The Wikimedia Foundation was originally envisaged as a membership organization. Per my recollection, everyone who ever edited would become a member. That didn't happen for legal reasons, however, I believe in the spirit of it being a membership organization. Unfortunately we now subscribe to the recentist perspective that only those that maintain a certain pace of editing are eligible to vote. We ignore, not only new editors who do not yet have 600 edits, but all editors who have 600 edits but have contributed to the projects in other ways recently, or have lapsed into just using the projects as a useful information resource.
I highly doubt that a statistical analysis was carried out which found that editors that don't meet this requirement skew the results. I also highly doubt that editors that don't meet this requirement are incapable of comprehending the statements created by those seeking election, ranking them and making a perfectly valid choice that increases the power of the result.

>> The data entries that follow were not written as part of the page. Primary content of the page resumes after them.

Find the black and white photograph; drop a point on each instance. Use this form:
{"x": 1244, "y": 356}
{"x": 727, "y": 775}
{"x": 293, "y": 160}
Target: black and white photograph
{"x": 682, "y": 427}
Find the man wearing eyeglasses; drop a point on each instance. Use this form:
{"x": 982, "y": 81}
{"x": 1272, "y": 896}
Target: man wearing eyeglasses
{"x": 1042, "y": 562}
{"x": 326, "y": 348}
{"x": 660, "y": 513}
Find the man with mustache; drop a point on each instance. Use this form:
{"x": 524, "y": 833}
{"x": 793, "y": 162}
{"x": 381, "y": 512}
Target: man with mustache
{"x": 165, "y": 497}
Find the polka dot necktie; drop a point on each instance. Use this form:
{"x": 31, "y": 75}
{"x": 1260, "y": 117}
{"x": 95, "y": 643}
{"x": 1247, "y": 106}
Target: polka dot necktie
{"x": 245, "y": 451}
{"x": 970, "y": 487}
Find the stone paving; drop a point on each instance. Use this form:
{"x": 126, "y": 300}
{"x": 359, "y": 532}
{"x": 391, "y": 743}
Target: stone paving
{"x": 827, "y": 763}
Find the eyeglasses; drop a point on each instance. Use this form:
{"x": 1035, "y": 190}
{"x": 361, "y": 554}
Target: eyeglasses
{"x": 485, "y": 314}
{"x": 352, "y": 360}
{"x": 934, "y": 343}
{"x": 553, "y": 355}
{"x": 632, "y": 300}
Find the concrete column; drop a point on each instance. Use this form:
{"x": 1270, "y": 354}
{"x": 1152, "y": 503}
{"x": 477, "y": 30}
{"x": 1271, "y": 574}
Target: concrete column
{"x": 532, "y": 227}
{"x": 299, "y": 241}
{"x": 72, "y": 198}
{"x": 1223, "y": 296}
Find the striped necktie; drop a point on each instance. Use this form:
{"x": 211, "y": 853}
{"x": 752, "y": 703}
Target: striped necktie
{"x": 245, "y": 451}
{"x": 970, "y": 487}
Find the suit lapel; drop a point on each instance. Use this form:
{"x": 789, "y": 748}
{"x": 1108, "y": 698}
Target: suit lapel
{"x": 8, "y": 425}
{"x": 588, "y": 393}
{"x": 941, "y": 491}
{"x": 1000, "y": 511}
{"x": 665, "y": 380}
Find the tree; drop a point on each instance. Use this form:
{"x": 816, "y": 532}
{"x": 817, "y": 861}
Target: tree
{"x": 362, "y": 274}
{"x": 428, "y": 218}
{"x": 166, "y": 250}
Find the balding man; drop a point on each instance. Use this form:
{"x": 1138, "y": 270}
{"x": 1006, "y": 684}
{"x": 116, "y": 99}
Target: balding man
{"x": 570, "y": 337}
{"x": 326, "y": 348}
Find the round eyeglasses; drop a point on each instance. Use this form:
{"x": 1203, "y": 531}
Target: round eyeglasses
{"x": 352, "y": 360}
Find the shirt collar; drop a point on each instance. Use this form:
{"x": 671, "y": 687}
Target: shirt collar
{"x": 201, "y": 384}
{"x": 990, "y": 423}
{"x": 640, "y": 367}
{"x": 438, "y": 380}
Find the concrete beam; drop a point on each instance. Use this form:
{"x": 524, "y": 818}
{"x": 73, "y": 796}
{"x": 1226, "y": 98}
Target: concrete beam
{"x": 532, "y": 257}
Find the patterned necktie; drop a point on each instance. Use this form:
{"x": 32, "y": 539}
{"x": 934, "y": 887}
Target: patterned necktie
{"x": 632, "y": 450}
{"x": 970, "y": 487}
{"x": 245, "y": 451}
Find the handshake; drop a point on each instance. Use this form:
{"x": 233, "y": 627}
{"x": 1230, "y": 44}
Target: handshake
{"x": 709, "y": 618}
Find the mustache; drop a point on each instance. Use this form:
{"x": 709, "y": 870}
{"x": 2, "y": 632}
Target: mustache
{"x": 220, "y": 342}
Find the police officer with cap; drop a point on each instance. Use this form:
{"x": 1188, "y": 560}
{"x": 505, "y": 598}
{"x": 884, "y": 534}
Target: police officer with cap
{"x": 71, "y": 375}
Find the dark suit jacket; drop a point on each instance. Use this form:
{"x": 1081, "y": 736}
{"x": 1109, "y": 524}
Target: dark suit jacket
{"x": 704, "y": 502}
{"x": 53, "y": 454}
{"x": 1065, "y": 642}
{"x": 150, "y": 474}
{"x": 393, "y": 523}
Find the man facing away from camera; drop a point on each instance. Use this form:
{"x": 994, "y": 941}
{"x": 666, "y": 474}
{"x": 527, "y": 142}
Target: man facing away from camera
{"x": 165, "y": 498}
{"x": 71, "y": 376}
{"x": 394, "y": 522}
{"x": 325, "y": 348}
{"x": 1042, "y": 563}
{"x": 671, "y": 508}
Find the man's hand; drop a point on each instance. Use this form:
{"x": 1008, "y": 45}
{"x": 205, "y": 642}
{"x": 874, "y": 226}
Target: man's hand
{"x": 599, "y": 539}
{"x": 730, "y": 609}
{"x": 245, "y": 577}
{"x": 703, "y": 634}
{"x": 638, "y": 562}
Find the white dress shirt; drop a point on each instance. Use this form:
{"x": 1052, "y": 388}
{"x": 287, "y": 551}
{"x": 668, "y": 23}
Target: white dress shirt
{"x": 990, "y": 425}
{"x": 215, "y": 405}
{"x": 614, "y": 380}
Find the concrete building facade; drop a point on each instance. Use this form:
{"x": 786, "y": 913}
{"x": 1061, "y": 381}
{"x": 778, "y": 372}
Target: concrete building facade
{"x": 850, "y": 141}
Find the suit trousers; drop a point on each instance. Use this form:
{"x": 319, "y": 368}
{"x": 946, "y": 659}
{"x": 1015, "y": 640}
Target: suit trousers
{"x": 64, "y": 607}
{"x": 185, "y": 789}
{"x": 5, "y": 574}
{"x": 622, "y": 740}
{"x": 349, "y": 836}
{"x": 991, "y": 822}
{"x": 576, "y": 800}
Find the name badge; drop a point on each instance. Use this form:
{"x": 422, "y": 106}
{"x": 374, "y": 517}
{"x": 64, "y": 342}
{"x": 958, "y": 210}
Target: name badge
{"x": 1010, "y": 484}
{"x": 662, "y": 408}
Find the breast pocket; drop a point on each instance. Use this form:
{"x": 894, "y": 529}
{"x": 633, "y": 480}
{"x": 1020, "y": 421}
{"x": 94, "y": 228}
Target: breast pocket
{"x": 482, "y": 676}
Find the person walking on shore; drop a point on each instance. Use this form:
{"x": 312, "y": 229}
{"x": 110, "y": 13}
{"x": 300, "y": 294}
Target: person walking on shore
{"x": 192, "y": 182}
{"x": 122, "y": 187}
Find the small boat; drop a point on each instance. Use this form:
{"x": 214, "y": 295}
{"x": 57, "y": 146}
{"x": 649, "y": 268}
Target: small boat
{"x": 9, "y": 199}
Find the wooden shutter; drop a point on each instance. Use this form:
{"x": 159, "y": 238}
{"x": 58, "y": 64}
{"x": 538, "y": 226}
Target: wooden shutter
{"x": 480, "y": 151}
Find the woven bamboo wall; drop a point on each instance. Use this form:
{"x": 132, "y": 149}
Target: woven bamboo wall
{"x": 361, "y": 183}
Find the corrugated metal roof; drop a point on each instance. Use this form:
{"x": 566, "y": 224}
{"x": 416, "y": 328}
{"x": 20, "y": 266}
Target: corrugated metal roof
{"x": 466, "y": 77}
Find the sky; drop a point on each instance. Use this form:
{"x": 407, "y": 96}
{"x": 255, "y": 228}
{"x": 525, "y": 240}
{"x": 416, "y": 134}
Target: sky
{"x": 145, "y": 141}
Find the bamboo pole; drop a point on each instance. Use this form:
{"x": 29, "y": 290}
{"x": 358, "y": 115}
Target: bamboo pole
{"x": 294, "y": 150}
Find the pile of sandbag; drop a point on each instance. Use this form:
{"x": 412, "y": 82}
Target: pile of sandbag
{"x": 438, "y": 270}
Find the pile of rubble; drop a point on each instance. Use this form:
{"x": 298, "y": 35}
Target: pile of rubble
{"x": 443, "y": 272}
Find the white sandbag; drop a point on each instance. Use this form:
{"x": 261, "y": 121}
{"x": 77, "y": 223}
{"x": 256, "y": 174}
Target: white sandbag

In my view, the only reason to limit voting to editors with a certain number of edits is to limit the effects of ballot stuffing. However, technical measures can easily counteract this effect. Additionally, the more people you allow to vote the more effective your anti-ballot stuffing countermeasures will be, as the larger number of votes mutes the effect of those who vote for the same person from several ip addresses.
Thus, I must conclude that this rule was created arbitrarily. And if it was voted on, I seriously consider the result of that vote suspect, given present knowledge.